Fundado en 1949 por Pierre Schaeffer y Pierre Henry, el Groupe de Recherche de Musique Concrète supuso el reconocimiento definitivo del ruido como realidad musical. Ahora ya no bastaba con que estos sonidos se infiltraran en la música y convivieran con la instrumentación como un mero acompañamiento. Ni siquiera bastaba con emularlos artificialmente como hiciera Russolo con sus máquinas. El músico concreto ve en los ruidos auténticos objetos sonoros, sonidos capaces de mutar y unirse entre sí, dando vida a piezas únicas e inalterables. De esta forma el artista renuncia a las partituras, prescinde de la instrumentación y los intérpretes para convertirse en una suerte de alquimista sónico que toma sus fuentes directamente del mundo exterior. A veces sale a la calle en busca de muestras sonoras y regresa al estudio cargado con cilindros, muelles, placas de metal y deshechos de toda clase. Una vez allí los manipula con la ayuda de un fonógeno, los estira y los comprime, los acelera y ralentiza, los corta y los pega hasta crear auténticos collages sonoros.
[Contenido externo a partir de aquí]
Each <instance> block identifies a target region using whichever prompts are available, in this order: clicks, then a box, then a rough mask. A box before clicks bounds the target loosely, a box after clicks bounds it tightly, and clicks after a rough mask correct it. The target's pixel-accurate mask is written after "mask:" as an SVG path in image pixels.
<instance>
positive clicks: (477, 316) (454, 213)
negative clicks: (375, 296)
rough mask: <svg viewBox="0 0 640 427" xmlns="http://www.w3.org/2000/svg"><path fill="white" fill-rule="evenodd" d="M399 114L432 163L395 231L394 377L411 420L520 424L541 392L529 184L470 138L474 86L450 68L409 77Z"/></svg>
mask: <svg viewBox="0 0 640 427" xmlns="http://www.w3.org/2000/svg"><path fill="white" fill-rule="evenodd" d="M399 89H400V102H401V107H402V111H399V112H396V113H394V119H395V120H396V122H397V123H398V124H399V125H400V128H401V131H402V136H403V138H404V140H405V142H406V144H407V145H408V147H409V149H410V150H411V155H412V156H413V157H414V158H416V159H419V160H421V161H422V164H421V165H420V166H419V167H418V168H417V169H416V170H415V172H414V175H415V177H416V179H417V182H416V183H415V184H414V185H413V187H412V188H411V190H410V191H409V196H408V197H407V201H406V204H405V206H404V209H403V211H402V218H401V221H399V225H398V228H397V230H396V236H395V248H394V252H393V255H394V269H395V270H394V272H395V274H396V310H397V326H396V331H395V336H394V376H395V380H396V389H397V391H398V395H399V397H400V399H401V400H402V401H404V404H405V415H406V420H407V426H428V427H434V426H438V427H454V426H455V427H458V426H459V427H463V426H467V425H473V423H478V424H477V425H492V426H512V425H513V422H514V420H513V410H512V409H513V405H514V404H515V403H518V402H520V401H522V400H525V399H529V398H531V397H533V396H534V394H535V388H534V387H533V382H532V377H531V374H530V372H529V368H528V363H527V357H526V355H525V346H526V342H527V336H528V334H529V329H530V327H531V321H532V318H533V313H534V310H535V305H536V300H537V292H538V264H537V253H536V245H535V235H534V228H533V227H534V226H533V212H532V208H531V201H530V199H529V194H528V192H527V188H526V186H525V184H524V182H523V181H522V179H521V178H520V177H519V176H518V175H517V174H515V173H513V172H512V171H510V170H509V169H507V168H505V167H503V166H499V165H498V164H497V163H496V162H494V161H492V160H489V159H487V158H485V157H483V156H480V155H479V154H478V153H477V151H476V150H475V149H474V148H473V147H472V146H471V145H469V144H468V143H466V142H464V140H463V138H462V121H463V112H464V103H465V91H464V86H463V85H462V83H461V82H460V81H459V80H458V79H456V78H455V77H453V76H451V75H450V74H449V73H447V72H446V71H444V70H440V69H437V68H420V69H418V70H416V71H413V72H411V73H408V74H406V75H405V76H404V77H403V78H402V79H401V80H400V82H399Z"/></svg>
Aquellos experimentos se materializaron por primera vez en 1948 con la aparición de los Études de Bruits de Pierre Schaeffer. Apenas un año más tarde Schaeffer y Henry firmarán Symphonie Pour Un Homme Seul, obra seminal de la música concreta compuesta a partir de ruidos, voces desfiguradas y efectos de toda clase.De Balilla Pratella a Edgar

Varèse, de Luigi Russolo a Pierre Schaeffer, fueron muchos los artistas que reivindicaron el papel del ruido en la música, arrojándolo sobre sus composiciones, escandalizando a su público, dando los primeros pasos de un camino que de alguna manera llega hasta nuestros días. Sin embargo, fue en 1952 cuando aquel camino llegaría a su cumbre creativa. El detonante, una partitura muda en la que la figura del artista se diluye hasta desaparecer, llevándose consigo sus deseos, sus sentimientos y sus emociones para dejar al público a solas con su entorno, en silencio, frente a frente. Hablamos de John Cage y su obra 4’33’’.